On David Letterman’s show late last year, the Eton- and Oxford-educated David Cameron claimed not to know what “Magna Carta” meant in English. At the time I suspected that this was a pretense — an attempt to remain cool in the face of learning. Now, I am not so sure. Cameron should pay a dear price for his enabling of the Leveson report and its consequences. But he will do no such thing. He is, after all, supported by the other two main parties and a majority of the public. A few have stood up, London’s Mayor Boris Johnson among them, “refusing to sign up to any of it.” They are brave, but they are eccentric. This way, slowly but surely, does liberty die.

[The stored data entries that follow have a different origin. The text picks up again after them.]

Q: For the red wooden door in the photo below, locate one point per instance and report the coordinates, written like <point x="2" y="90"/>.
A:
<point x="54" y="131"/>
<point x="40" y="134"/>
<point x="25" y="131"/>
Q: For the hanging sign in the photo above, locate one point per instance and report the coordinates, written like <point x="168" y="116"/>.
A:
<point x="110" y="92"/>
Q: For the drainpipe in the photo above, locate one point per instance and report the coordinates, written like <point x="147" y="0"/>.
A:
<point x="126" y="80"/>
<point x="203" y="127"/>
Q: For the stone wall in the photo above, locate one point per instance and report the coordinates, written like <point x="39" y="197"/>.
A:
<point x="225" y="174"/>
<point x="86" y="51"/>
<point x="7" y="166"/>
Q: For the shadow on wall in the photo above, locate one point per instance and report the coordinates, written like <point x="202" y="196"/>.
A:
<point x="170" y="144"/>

In America, Philadelphia mayor Michael Nutter’s preposterous claim yesterday that speech he doesn’t like is not protected by the First Amendment — and his unlettered recital of the “fire in a crowded theater” nonsense — were treated by thinking people as just that: preposterous and unlettered. In England, such ideas now have a strong, influential, and growing constituency. The old phrase “it’s a free country” is being diminished in favor of meaningless but masturbatory talk of “multiculturalism” and “inclusiveness.” What tosh. As far as this Brit is concerned, if any of the new ideas come into conflict with the classic principles of freedom then those new ideas can shove it. Screw feelings, reasonableness, compromises, and “deals.” Screw “balance” and “moderation” and “third ways.” Give me liberty or give me death! David Cameron can go hang, for all I care. I can still write that — right?
From John O’Sullivan:
Before I saw this morning’s news, I happened to be in the midst of Tom Stoppard’s fine trilogy of plays, The Coast of Utopia, about the different lives of such 19th-century Russian revolutionary intellectuals as Alexander Herzen and Mikhail Bakunin. The third play, Salvage, which begins in the Hampstead home of Herzen (I’m still reading it; its action may yet move to Paris or Geneva), contains the following remark from Herzen to his fellow-exiles about their English hosts:
They invented personal liberty, and they know it, and they did it without having any theories about it. They value liberty because it’s liberty. So when the Republic collapsed, you socialists — (He nods to Blanc.) — and you bourgeois republicans — (He nods to Ledru-Rollin.) — ran straight for the Dover Ferry.
Today, Britain’s three major parties agreed on a shameful compromise to bring the fractious British press under official regulation for the first time since 1771, when John Wilkes — the English equivalent of John Peter Zenger — successfully established the right of newspapers to publish uncensored reporting of parliamentary and public affairs. It is a serious attack on freedom by the Labour and Liberal Democrat parties, and a cowardly retreat in the face of that attack by Prime Minister David Cameron and the Tories.